Estamos vivendo um momento de prosperidade “nunca antes visto na história desse país”. Mais do que nunca, mais pessoas tem acesso a carros, viagens, ensino superior e, sei lá, frozen yogurt. Mas, com todo esse acesso a itens que antes eram restritos a uma elite, o que veio junto não foi uma vontade de promover a igualdade a todos. Pelo contrário: a cultura vigente é: se eu paguei, eu posso tratar do jeito que eu quiser (complemento de um Tweet que eu li – que nem puta).
Faz todo sentido, né? Sempre fomos uma sociedade de opressores e oprimidos. A diferença social do brasileiro criou uma divisão enorme entre pobre e rico, que aceitava que uma série de abusos de poder acontecessem impunemente. E mesmo com todo nosso avanço econômico, parece que não sabemos achar outro lugar que não um dos dois lados dessa gangorra. Se eu posso, eu esculacho. Se não posso, aguento o que receber de cabeça baixa. O cliente tem sempre a razão. Mas, me aguarde quando essa gangorra se inverter… E o círculo vicioso permanece. Somos um povo muito mal resolvido, isso sim.
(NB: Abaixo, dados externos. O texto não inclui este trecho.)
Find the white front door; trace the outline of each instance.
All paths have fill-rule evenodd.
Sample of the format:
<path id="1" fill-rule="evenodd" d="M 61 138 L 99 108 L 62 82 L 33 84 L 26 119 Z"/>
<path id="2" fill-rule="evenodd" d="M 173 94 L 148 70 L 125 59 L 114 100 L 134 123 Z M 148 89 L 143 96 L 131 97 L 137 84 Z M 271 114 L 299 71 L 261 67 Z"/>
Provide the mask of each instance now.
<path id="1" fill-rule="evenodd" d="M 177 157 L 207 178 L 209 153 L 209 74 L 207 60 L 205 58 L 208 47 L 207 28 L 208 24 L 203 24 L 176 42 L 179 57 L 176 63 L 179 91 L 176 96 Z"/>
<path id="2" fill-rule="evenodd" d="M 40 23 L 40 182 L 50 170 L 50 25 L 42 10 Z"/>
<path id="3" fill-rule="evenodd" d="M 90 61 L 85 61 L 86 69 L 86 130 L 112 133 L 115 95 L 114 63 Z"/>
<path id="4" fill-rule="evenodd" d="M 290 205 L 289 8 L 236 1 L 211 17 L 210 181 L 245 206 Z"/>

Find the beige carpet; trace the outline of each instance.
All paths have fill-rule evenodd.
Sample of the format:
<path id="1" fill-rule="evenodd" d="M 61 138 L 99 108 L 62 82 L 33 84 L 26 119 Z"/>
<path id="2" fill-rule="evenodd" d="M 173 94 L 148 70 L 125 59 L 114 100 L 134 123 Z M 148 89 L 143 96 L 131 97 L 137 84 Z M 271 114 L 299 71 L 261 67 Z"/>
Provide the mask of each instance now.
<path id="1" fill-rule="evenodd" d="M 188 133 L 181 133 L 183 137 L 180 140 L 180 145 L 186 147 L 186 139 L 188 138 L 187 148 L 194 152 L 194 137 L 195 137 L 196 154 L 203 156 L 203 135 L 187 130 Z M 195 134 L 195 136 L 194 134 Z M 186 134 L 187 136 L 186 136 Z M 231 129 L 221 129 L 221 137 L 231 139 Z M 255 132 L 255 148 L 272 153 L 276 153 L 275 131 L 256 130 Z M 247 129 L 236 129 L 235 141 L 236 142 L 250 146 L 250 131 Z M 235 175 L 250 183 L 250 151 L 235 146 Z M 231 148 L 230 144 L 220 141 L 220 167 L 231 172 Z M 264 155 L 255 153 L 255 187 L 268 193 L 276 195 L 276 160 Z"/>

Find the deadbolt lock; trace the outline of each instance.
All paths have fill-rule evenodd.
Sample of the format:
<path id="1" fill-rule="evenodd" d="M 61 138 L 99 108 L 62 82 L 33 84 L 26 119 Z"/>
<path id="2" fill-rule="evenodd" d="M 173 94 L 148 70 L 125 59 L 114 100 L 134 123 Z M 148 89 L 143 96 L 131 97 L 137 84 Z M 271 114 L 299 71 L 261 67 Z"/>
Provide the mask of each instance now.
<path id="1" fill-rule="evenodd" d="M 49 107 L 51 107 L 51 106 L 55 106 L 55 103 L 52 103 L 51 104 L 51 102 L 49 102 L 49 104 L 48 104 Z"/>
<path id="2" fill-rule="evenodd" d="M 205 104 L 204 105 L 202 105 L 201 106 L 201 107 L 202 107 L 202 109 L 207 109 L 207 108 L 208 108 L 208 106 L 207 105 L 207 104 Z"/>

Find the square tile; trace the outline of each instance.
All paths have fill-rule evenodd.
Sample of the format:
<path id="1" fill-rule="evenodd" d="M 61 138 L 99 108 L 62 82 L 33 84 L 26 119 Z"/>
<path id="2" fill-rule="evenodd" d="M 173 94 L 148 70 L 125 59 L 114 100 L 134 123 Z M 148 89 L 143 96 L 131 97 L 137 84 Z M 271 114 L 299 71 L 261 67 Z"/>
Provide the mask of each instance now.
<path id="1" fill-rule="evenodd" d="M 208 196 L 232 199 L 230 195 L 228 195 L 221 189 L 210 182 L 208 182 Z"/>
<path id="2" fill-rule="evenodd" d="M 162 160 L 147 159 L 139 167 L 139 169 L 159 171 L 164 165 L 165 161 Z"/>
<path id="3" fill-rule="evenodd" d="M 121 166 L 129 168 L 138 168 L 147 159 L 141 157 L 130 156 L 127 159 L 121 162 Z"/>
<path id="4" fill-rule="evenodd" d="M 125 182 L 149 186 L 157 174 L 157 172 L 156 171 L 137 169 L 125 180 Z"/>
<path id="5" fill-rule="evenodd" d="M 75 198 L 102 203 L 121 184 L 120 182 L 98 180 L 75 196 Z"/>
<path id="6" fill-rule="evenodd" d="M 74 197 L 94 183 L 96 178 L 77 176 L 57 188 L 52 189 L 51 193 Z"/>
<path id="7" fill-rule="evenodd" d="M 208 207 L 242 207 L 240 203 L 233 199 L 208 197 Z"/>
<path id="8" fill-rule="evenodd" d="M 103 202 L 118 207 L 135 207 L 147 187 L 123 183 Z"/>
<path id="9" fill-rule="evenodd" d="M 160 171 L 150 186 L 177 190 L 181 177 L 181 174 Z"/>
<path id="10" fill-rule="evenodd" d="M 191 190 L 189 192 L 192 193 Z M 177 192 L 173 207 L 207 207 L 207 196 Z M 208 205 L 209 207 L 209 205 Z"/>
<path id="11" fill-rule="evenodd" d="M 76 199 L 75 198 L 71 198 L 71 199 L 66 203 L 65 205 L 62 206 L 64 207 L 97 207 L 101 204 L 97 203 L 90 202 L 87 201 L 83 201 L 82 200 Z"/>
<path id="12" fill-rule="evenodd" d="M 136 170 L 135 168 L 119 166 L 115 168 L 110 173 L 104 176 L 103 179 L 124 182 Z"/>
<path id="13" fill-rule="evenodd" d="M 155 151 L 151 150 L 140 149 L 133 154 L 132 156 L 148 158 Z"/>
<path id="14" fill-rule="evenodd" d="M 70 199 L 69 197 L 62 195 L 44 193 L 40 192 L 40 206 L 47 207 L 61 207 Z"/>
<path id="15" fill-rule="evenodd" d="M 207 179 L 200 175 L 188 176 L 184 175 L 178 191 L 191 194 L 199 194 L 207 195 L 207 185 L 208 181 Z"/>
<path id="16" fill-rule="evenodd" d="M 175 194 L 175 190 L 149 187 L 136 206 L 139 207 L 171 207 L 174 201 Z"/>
Honestamente, espero que a próxima evolução de consumo do brasileiro seja a educação. Não estou falando apenas de cultura, mas de bons modos, de respeito ao próximo. Você pode se expressar com muito mais propriedade sem desrespeitar o próximo. É ditado de vó e por isso mesmo é certo: quem perde a cabeça, perde a razão.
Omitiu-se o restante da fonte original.